The site lies about 45 km west of the coastal town of Annaba, between the hills which rise just to the east of the town of Skikda and those of the forested Massif de l’Edough near Chetaïbi. It consists of a large alluvial coastal plain, the valley and delta of the Oued El Kebir (this is a different river from the one of the same name which floods other sites: DZ001, DZ004, DZ005 and DZ006) in the El Kala complex to the east). The site lies about 30 km north-west of Lac Fetzara (DZ008). The site is open to the Mediterranean at its north-western end, but coastal dunes hold backwater on the flood-plain, resulting in a series of lakes and marshes, formed in depressions and valleys and extending from a few to several dozen hectares. The marshes overall can extend over 30 km inland and reach nearly 20 km wide, with maximum winter water depths of 2 m. Shallow lakes along the Oued El Kebir can reach 4 m deep. The marshes are brackish near the sea and there are dense stands of vegetation, with Salicornia sp. dominant in some areas. Further upstream dominant species include Phragmites australis, Typha capensis and Carex, Cladium, Juncus and Scirpus spp. There are also large stands of Alnus glutinosa, frequently inundated, with rich ferns in the undergrowth. Human uses of the site include cultivation (especially tomatoes and melons) and grazing.

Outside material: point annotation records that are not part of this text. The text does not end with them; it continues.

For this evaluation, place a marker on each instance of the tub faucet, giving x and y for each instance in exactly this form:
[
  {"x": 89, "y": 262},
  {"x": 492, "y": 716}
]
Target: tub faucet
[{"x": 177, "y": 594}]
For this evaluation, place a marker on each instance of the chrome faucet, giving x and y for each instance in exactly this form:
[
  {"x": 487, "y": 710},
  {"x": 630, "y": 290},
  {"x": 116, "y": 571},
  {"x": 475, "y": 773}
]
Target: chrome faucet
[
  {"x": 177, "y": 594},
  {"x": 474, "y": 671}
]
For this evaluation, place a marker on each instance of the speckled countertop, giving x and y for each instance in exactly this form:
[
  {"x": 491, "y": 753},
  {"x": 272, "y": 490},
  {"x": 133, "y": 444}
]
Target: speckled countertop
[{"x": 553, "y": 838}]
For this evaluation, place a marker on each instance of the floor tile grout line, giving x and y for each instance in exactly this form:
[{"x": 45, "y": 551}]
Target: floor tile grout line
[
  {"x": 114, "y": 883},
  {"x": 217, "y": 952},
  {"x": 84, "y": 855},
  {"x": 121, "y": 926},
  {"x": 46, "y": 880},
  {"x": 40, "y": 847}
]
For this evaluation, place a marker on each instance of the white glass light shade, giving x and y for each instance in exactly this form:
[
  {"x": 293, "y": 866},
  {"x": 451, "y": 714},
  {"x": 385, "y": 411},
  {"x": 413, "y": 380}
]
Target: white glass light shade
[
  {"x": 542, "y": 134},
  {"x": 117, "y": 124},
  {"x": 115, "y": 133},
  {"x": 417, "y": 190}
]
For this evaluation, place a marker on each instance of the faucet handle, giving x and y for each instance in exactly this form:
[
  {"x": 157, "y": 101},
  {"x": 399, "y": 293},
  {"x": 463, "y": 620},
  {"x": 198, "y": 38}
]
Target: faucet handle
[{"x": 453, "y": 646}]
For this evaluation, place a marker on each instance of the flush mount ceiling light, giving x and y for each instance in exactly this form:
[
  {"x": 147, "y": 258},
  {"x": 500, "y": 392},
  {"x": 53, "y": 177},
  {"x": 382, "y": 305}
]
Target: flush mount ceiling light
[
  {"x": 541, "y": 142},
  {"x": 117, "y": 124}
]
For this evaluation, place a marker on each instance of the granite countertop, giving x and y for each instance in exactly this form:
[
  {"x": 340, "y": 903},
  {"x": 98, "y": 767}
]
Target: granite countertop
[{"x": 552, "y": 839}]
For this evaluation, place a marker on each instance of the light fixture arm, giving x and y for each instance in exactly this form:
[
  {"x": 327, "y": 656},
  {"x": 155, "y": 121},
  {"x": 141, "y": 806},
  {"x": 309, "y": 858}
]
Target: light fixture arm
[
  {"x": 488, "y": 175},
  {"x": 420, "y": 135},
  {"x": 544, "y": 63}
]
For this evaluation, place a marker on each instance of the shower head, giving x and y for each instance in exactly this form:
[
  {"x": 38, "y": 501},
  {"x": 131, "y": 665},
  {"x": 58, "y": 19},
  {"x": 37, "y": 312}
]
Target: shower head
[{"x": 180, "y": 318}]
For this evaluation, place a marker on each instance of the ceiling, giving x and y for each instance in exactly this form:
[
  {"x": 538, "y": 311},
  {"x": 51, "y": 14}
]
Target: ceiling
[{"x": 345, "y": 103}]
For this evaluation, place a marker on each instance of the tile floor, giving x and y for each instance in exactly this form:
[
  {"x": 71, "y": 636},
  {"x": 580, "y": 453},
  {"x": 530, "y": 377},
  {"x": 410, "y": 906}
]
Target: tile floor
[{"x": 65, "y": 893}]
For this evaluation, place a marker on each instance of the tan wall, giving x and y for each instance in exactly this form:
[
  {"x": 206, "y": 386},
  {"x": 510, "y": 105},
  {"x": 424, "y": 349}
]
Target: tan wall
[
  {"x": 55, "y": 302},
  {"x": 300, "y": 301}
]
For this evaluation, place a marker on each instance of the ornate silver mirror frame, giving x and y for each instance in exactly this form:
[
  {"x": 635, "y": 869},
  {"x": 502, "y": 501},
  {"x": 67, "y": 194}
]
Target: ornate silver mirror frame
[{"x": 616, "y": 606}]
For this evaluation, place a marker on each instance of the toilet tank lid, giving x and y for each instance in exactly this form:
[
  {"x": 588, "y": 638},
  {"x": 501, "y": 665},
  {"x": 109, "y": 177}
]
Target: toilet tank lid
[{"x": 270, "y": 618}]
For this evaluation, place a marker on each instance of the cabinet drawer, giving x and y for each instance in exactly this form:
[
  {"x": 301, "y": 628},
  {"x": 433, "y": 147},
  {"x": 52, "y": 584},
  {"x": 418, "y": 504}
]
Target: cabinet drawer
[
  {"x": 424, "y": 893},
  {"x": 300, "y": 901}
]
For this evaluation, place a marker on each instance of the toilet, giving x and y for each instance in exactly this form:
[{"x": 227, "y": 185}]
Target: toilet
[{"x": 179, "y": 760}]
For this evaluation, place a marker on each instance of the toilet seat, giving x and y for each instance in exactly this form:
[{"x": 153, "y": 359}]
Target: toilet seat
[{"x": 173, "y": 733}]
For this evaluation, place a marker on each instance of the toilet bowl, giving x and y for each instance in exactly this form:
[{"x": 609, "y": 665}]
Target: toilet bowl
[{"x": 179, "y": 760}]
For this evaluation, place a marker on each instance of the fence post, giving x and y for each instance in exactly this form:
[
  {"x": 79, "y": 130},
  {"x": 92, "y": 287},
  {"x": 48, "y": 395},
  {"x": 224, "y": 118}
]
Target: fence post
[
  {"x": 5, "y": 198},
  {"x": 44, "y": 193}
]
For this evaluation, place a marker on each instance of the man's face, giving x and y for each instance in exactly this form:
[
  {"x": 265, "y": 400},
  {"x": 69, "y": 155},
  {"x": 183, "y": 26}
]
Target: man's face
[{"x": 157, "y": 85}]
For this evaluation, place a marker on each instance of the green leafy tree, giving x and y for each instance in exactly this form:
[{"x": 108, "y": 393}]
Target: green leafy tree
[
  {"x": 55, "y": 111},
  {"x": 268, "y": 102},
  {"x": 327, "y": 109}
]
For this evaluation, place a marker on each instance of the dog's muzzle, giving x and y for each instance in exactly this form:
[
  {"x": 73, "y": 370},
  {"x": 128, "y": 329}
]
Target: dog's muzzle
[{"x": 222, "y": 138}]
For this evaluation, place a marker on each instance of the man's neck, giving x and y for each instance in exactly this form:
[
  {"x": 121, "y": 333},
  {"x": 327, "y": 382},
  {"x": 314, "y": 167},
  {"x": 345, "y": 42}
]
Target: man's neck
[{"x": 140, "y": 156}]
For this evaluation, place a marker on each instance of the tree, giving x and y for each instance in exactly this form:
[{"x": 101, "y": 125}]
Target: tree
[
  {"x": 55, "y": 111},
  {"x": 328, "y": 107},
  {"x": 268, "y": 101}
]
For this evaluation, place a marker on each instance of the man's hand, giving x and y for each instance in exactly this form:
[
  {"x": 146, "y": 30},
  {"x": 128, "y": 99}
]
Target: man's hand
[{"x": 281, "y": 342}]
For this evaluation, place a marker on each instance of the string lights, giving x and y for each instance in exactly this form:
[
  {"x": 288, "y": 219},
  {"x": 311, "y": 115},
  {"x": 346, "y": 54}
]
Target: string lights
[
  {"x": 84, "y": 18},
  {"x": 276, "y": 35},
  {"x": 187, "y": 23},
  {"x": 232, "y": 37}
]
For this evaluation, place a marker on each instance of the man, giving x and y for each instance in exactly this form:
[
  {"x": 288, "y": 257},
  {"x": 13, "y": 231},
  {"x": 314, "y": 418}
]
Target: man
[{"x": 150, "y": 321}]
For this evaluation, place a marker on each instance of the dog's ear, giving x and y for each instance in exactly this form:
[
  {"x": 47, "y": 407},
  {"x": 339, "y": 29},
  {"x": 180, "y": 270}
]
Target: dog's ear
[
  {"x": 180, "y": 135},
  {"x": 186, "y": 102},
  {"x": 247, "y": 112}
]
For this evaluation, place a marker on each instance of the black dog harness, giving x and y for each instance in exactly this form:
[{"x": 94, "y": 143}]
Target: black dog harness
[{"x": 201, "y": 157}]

See Box for key species. Both Aythya nyroca and Oxyura leucocephala were confirmed as breeding birds on the site (on Lac Ben Azzouz) in 1991. It is considered the second most important site for breeding A. nyroca in Algeria (after Lac Tonga, site DZ002), with more than seven pairs and one nest found in 1991. This species also winters on the site (35 birds in 1987). The site is considered the third most important breeding site in Algeria for O. leucocephala (after Lac Tonga and Lac des Oiseaux, site DZ005) with one nest found in 1991. Other species recorded wintering on the site included small numbers of Vanellus vanellus, Calidris minuta and Limosa limosa in 1992; older references state that the site was important for wintering Anser anser, Gallinago gallinago and Vanellus vanellus, but no numbers or years are given.
Non-bird biodiversity: None known to BirdLife International.
Pressure/threats to key biodiversity
The site was designated as a Ramsar Site in 2001 and has been proposed as a Regional Nature Park. Potential threats include unmanaged agricultural expansion and run-off and waste-water from villages upstream. There is said to be very little hunting.